Average UK house prices increased by 1.7%, to £270,000, in the 12 months to October, down from 2.0% in the year to September.
Average house prices increased by 1.4% in England, 1.5% in Wales, and 3.3% in Scotland.
The North East was the English region with the highest house price inflation, at 5.0% in the 12 months to October. This was up from 3.0% in the 12 months to September.
Annual house price inflation was lowest in London. Prices fell by 2.4% in the 12 months to October, compared with a fall of 1.6% in September.
Ian Futcher, financial planner at Quilter, commented: “The latest Government house price index shows the housing market largely stalled in October. UK house prices fell by 0.1% on a monthly basis, bringing the average price to £270,000. On a annual basis, prices rose by 1.7%.
“It’s important to note that the Government’s index is a lagging indicator. Other indices have already reported even greater stagnation in November, as many buyers and sellers paused plans ahead of the budget, waiting for clarity on future policy, which contributed to minimal movement in the market.

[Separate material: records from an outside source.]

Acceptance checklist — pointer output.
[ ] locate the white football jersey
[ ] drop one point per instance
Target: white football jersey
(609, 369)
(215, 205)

“Today’s inflation figures show a marked fall compared to last month, and combined with last week’s disappointing GDP data, the Bank of England’s Monetary Policy Committee looks poised to cut rates tomorrow. This would be welcome news for buyers, reinforcing confidence that mortgage rates will continue their gradual decline into the new year. Markets are already pricing in further cuts in 2026, which could bring more competitive deals to the market.
“The housing market has shown resilience throughout 2025 despite the ongoing challenges, but recent months have seen a clear slowdown. Looking ahead, greater certainty following the budget and falling interest rates should support more positive growth in 2026. However, many households will still be facing significantly higher monthly mortgage payments, meaning any recovery is likely to be modest for some time.”
Hamza Behzad, business development director at Finova, said: “As the UK property market adjusts to shifting economic pressures and cautious buyer sentiment, it’s no surprise that house prices are levelling out. Although the Chancellor’s decision to avoid a wider property tax on homes over £500, 000 may have offered some stability, it was not enough to offset wider affordability concerns, particularly for first-time buyers who are looking for properties at the lower end of the market.
“The lack of new first-time buyer support in the Budget has added an extra layer of hesitation for new homeowners, many of whom are now waiting to see what the Government brings forward in the new year. We cannot lean on a ‘one-size-fits-all’ to borrowers’ rapidly changing demands. In 2026, good guidance will be about providing bespoke support to all buyers, including those entering the housing market for the first time.”
Tomer Aboody, director of MT Finance, added: “With the Budget now over and done with, the uncertainty and hesitancy is also over and buyers are ready to make their move. Despite a lot of negative speculation beforehand, the Budget left the property market mostly unscathed.
“With sellers coming to the market and buyers potentially ready to pounce, as well as lower mortgage rates, the scene looks set for a bounce at the start of 2026.
“With the money markets expecting another base rate cut, the improved affordability this will bring will encourage movement – and the market certainly needs that encouragement.”